Analysis of Epidemics of Leptosphaerulina Leaf Spots on Alfalfa and White Clover in Time and Space. O. M. Olanya, Former graduate research assistant, Department of Plant Pathology, North Carolina State University, Raleigh 27695-7616, Current address: International Institute of Tropical Agriculture, Oyo Road, PMB 5320, Ibadan, Nigeria; C. Lee Campbell, Associate professor, Department of Plant Pathology, North Carolina State University, Raleigh 27695-7616. Phytopathology 80:1341-1347. Accepted for publication 25 July 1990. Copyright 1990 The American Phytopathological Society. DOI: 10.1094/Phyto-80-1341.

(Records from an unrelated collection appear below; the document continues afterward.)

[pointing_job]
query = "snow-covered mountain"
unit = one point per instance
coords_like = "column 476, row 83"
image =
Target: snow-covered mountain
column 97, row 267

The spatial and temporal development of leaf spots on alfalfa (Medicago sativa ?Arc?) and Ladino-type white clover (Trifolium repens ?Regal?) caused by Leptosphaerulina trifolii were monitored during spring 1987, fall 1987, and spring 1988. In spring 1987, disease gradients developed from diseased alfalfa to both alfalfa and white clover; little disease developed on either host in plots with diseased clover at the focus. In fall 1987 and spring 1988, disease developed from alfalfa or clover on both hosts. Generally, disease increased more rapidly when alfalfa was the recipient host than when clover was, regardless of the host at the disease focus. Area under the disease progress curve (temporal) and volume under the disease progress curve (temporal and spatial) were greater when alfalfa was the recipient host than when clover was the recipient host. A theoretical model of disease progress in space and time based on the exponential model for distance and the monomolecular model for time adequately described several of the epidemics of Leptosphaerulina leaf spots. A new model based on the monomolecular model for time and a negative logistic model for distance better described the spatiotemporal progress of the epidemics during all three experiments. The cross-infectivity of isolates of L. trifolii on alfalfa and white clover was confirmed and, in this pathosystem, the recipient host plants of the disease gradient was more important in determining the characteristics of disease development than the host at the disease focus.